Pour le SCFP, la diversité des sources d’information passe
inévitablement par l’imposition de conditions de licence en matière
d’heures de production de nouvelles nationales, locales et
internationales. Et seul le CRTC a le pouvoir de mieux encadrer la
transaction pour garantir l’atteinte des objectifs d’intérêt public
soulevés aujourd’hui par l’Assemblée nationale du Québec.
«Dans un dossier aussi névralgique pour la qualité de la vie
démocratique, on ne peut s’en remettre à la bonne volonté des
entreprises», souligne Jules Bordeleau. «Et trop souvent les
promesses de Corus-Québec sont demeurées lettre morte».
Rappelons que lors de la création d’Info 690, Corus avait pris des
engagements qu’elle n’a jamais respectés. Selon le projet approuvé
par le CRTC, cette station devait faire appel à 38 journalistes.
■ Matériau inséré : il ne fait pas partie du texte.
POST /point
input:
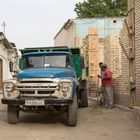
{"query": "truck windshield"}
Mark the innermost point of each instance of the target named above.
(44, 61)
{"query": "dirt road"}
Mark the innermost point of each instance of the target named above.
(95, 123)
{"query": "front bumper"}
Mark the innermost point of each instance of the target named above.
(47, 101)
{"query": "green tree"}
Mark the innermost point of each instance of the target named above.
(101, 8)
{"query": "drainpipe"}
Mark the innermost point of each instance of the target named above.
(131, 34)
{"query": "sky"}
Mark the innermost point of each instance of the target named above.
(34, 23)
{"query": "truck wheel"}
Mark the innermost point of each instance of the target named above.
(72, 112)
(13, 114)
(84, 98)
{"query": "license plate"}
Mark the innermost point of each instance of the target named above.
(34, 102)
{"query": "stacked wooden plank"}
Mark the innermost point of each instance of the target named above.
(93, 53)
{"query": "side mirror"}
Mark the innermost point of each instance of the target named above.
(11, 66)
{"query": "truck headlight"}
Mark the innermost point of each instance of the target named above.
(9, 87)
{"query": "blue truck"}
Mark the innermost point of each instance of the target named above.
(50, 80)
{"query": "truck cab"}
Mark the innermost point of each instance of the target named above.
(49, 80)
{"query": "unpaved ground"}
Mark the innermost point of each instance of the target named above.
(95, 123)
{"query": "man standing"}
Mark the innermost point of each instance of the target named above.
(107, 83)
(100, 87)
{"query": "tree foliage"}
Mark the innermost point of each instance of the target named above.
(101, 8)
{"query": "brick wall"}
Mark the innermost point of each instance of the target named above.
(137, 50)
(112, 54)
(121, 83)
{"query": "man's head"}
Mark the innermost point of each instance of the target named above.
(100, 65)
(104, 67)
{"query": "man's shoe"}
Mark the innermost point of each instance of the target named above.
(111, 106)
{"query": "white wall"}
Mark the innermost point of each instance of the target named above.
(4, 57)
(66, 37)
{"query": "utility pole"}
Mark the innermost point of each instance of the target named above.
(4, 25)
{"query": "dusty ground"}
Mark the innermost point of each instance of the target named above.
(95, 123)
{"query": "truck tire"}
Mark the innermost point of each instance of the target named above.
(13, 114)
(84, 98)
(72, 113)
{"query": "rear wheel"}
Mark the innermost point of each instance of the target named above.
(72, 113)
(13, 114)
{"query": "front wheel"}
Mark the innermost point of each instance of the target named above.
(84, 98)
(72, 112)
(13, 114)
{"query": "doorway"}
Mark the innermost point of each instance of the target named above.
(1, 73)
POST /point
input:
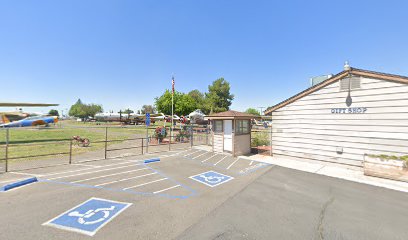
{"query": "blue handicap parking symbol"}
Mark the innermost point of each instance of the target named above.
(88, 217)
(211, 178)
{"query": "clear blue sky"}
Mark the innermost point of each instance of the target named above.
(122, 53)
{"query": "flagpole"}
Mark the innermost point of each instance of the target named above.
(172, 108)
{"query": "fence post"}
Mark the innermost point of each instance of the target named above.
(70, 151)
(106, 142)
(7, 142)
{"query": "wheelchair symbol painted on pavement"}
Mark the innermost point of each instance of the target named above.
(211, 178)
(88, 217)
(82, 218)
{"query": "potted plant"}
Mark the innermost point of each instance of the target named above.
(160, 133)
(386, 166)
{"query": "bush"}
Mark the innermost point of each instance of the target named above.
(159, 133)
(260, 139)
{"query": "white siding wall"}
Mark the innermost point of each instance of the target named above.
(306, 128)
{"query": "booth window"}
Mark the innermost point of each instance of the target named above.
(242, 127)
(217, 126)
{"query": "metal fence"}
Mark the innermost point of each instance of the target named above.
(29, 148)
(261, 139)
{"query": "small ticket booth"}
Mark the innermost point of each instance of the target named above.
(231, 132)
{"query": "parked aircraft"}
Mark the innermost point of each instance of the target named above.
(197, 117)
(31, 121)
(127, 118)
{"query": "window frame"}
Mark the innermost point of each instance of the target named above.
(239, 129)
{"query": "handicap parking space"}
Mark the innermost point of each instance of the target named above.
(174, 189)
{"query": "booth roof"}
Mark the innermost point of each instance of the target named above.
(231, 115)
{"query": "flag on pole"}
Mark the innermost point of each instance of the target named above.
(172, 85)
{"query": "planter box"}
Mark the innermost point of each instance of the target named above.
(385, 168)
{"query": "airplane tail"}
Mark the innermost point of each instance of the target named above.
(4, 119)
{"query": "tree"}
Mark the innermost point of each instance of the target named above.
(148, 109)
(219, 98)
(128, 111)
(83, 111)
(184, 104)
(53, 112)
(198, 98)
(253, 111)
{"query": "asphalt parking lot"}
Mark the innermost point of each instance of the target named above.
(194, 194)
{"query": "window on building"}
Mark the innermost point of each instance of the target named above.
(242, 127)
(345, 83)
(217, 128)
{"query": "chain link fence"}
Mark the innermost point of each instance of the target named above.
(30, 148)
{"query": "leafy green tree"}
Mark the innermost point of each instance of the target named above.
(53, 112)
(128, 111)
(148, 109)
(83, 111)
(218, 98)
(253, 111)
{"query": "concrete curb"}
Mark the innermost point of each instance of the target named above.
(18, 184)
(152, 160)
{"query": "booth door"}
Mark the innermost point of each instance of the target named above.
(228, 135)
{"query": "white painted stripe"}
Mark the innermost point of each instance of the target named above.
(103, 176)
(102, 170)
(145, 183)
(78, 170)
(192, 153)
(205, 160)
(14, 180)
(200, 155)
(125, 179)
(220, 160)
(232, 164)
(86, 165)
(166, 189)
(27, 174)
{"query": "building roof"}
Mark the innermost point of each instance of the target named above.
(337, 77)
(231, 115)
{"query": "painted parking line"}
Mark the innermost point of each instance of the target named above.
(109, 175)
(200, 155)
(125, 179)
(192, 153)
(211, 178)
(143, 184)
(101, 170)
(83, 169)
(205, 160)
(89, 216)
(166, 189)
(215, 164)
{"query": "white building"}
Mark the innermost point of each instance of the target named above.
(353, 113)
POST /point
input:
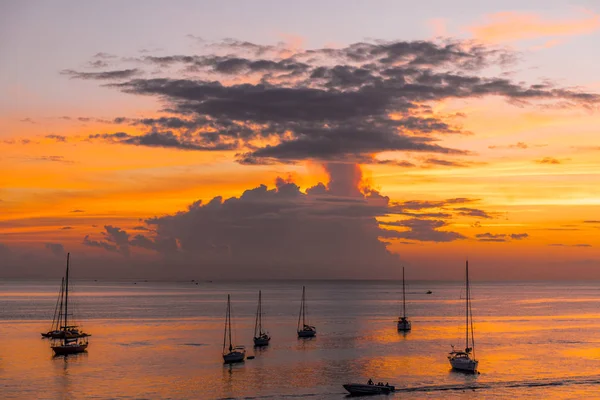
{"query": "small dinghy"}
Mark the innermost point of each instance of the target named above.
(361, 389)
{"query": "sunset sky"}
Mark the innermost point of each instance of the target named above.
(313, 139)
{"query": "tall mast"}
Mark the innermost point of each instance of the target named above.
(403, 296)
(226, 321)
(303, 306)
(229, 315)
(67, 294)
(467, 304)
(258, 323)
(60, 298)
(471, 316)
(259, 312)
(301, 315)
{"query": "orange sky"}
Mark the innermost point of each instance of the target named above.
(534, 169)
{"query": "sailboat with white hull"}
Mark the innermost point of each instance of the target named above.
(404, 324)
(231, 353)
(465, 360)
(261, 338)
(304, 330)
(67, 339)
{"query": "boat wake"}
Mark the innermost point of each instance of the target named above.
(505, 385)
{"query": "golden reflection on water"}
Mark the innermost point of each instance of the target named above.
(171, 357)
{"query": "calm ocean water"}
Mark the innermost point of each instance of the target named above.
(163, 340)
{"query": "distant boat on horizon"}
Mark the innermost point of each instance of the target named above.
(231, 353)
(67, 339)
(465, 360)
(304, 330)
(261, 338)
(404, 324)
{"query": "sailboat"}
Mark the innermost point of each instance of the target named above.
(58, 330)
(465, 360)
(306, 330)
(261, 338)
(67, 339)
(231, 353)
(403, 322)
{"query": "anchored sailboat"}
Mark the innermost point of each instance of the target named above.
(55, 331)
(404, 324)
(306, 330)
(231, 353)
(67, 339)
(465, 360)
(261, 338)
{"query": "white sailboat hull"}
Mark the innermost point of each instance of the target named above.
(234, 356)
(404, 326)
(262, 341)
(307, 332)
(464, 364)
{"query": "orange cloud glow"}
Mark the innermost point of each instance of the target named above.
(513, 26)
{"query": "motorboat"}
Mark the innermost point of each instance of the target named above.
(361, 389)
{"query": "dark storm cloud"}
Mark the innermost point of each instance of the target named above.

Aujourd’hui, elle n’en compte que 11 pour assurer un service
d’informations en continu. Dans ce contexte, il n’est pas étonnant
que près de 75% de ses nouvelles proviennent directement de la
Presse canadienne (NTR).
Le syndicat invite par ailleurs David Emerson, ministre de
l’industrie nouvellement responsable du dossier de CKAC pour le
cabinet fédéral, à examiner la requête du syndicat en tenant compte
de la diversité des sources d’information et de l’intérêt public en
général.
«Dans sa décision du 21 janvier dernier, sur la base
d’informations erronées ou à tout le moins incomplètes, le CRTC a
attribué aux considérations d’ordre économique un poids
disproportionné. Le gouvernement canadien doit demander au Conseil
de revoir sa décision afin de corriger le tir», de conclure
Jules Bordeleau.
Comptant 7000 membres dans les communications au Québec, le SCFP
est présent dans plusieurs autres secteurs, notamment la santé et
les services sociaux, l’éducation, les transports urbain et aérien,
les sociétés d’État et organismes publics québécois,
l’hydroélectricité et les municipalités. Avec près de 100,000
membres, le SCFP est le plus important affilié à la FTQ.